Mainville has worked as a technician-coordinator at Radio-Canada for more than three decades. He has also been a representative of the Regroupement des commerçants de la rue Ontario, working on local issues involving crime, prostitution, and development.[1]
Mainville was elected to the Ville-Marie borough council in the 2005 Montreal municipal election as a member of the Vision Montreal party. Montreal mayor Gérald Tremblay's Montreal Island Citizens' Union (MICU) won four of the five borough seats in this election, and Mainville was initially the only member of the opposition. He was the sole councillor to vote against a local $15 million surtax for new recreational and cultural services in 2006, arguing that the funds should have come from the entire city.[2] The following year, he was the only councillor to vote against the introduction of harsh financial penalties for littering and graffiti.[3] He argued that the law would be difficult to enforce and would result in arbitrary and unfair penalties. He also criticized a requirement that local merchants clean up vandalism outside their shops, arguing that this shifted responsibility away from the offenders.[4]
In September 2007, Ville-Marie borough mayor Benoît Labonté and councillor Karim Boulos resigned from Tremblay's party to sit as independents. Mainville initially provided outside support to Labonté and Boulos, allowing them to maintain majority control on council. In October 2007, he was appointed to the borough's public safety committee.[5]
Labonté and Boulos eventually joined Vision Montreal and formed an official governing caucus in conjunction with Mainville. This proved to be a short-lived alliance, however — Mainville resigned from Vision Montreal on 10 December 2008, saying that he did not have confidence in Labonté's leadership.[6] For the next year, he served on the borough council as an independent.
Mainville was elected to the Montreal city council in the 2009 municipal election as a member of Projet Montréal.[7] Some of this party's organizers had sought to draft Mainville as early as 2006, noting his speaking skills and his progressive views.[8]
By virtue of being a city councillor, Mainville also continues to serve on the Ville-Marie borough council.
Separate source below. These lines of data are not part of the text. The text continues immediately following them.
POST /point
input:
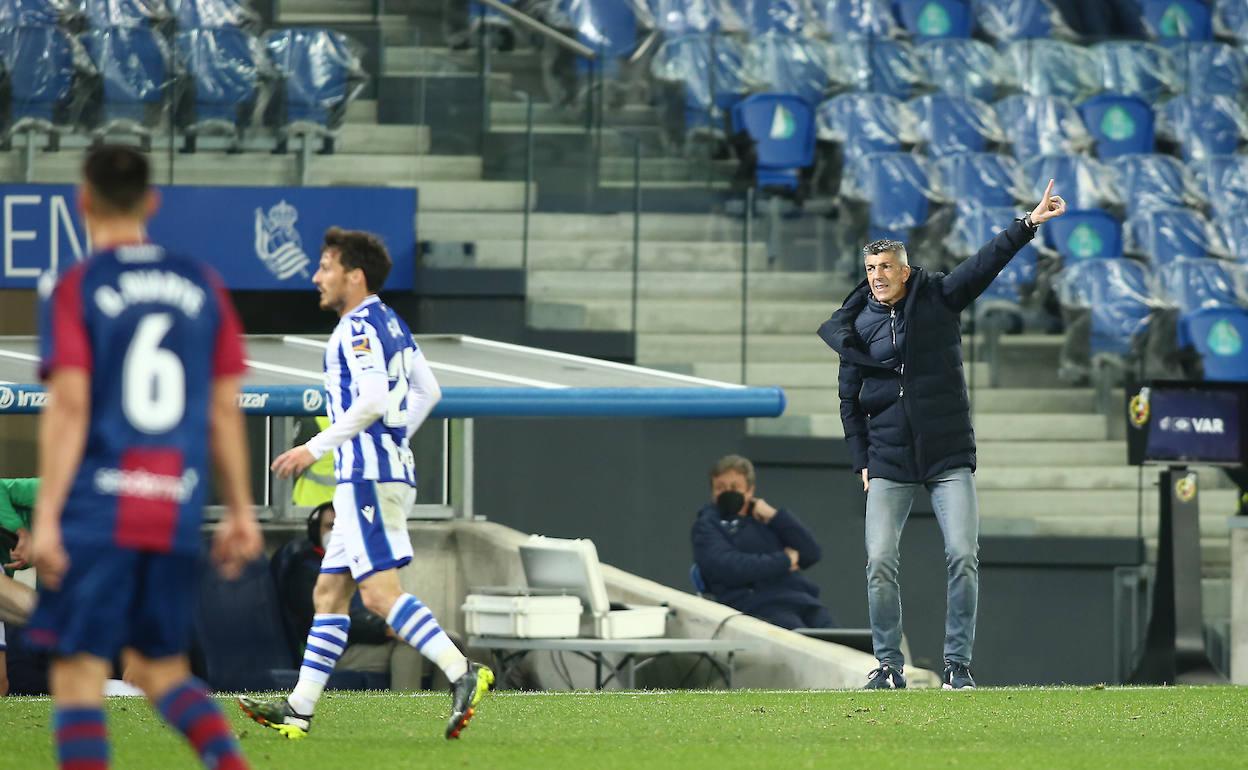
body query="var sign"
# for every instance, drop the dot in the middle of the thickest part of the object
(40, 232)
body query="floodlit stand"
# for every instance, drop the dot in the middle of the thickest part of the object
(1174, 643)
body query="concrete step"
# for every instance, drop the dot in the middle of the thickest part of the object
(578, 229)
(372, 139)
(572, 285)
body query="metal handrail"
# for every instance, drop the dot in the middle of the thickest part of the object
(541, 29)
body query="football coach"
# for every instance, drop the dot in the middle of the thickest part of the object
(907, 422)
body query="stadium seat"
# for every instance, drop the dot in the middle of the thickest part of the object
(1137, 69)
(102, 14)
(1081, 180)
(1115, 292)
(789, 64)
(884, 66)
(964, 68)
(955, 124)
(1203, 125)
(224, 70)
(895, 186)
(321, 74)
(1217, 335)
(1165, 235)
(1209, 69)
(936, 19)
(1191, 285)
(238, 624)
(1082, 235)
(851, 20)
(1153, 181)
(44, 65)
(783, 130)
(1222, 181)
(1172, 21)
(214, 14)
(980, 179)
(866, 122)
(711, 69)
(1042, 125)
(1052, 68)
(1007, 20)
(135, 76)
(1120, 125)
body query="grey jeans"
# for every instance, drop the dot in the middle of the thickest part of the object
(887, 507)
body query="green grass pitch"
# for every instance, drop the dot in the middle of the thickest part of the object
(1065, 728)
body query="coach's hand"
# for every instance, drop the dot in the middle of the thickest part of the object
(1050, 207)
(51, 562)
(292, 462)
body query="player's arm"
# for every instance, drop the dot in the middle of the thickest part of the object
(61, 439)
(423, 393)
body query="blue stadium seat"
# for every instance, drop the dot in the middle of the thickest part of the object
(936, 19)
(38, 13)
(1172, 21)
(224, 70)
(1165, 235)
(865, 122)
(972, 229)
(952, 124)
(1081, 180)
(783, 130)
(1116, 295)
(135, 76)
(1218, 336)
(965, 68)
(1082, 235)
(101, 14)
(789, 64)
(1042, 125)
(320, 73)
(43, 65)
(1007, 20)
(711, 69)
(1222, 181)
(1211, 69)
(1153, 181)
(885, 66)
(1203, 125)
(850, 20)
(214, 14)
(1137, 69)
(238, 624)
(1120, 125)
(1052, 68)
(896, 187)
(980, 179)
(1191, 285)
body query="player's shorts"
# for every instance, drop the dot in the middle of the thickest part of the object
(114, 598)
(370, 528)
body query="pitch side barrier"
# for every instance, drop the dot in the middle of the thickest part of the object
(459, 406)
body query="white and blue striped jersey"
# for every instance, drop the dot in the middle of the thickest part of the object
(372, 340)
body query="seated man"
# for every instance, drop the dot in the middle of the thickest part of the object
(750, 553)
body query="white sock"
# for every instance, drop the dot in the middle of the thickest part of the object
(413, 622)
(327, 639)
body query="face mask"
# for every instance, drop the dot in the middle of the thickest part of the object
(729, 503)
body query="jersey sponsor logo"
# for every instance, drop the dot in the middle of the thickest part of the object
(278, 245)
(145, 484)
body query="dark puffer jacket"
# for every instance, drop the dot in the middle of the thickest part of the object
(915, 424)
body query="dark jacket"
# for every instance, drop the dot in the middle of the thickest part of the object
(914, 423)
(744, 564)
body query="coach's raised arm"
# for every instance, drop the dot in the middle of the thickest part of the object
(907, 422)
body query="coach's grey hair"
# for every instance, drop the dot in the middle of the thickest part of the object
(733, 462)
(885, 246)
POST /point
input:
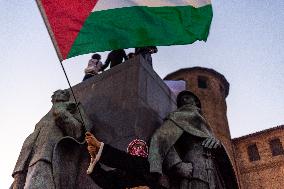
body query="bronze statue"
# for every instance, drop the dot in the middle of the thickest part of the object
(186, 151)
(35, 165)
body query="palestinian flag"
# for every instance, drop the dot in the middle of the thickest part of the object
(83, 26)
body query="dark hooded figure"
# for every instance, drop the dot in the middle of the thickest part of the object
(43, 161)
(131, 168)
(186, 151)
In late 2009, he introduced a successful motion demanding that city council ask the provincial government to hold an inquiry into allegations of corruption in Montreal's construction sector.[9] In June 2010, Mainville voted against a motion to establish a homeless youth shelter on a stretch of Ste. Catherine Street in Montreal's Gay Village district. He initially supported the plan, but changed his mind after hearing concerns that locating a shelter near bars and nightclubs would be counter-productive for combating drug addiction among the shelter's clientele.[10]
Mainville has spoken in support of preserving Montreal's Redpath mansion.[11]
He resigned from Projet Montréal to serve as an independent councillor on September 14, 2012.[12]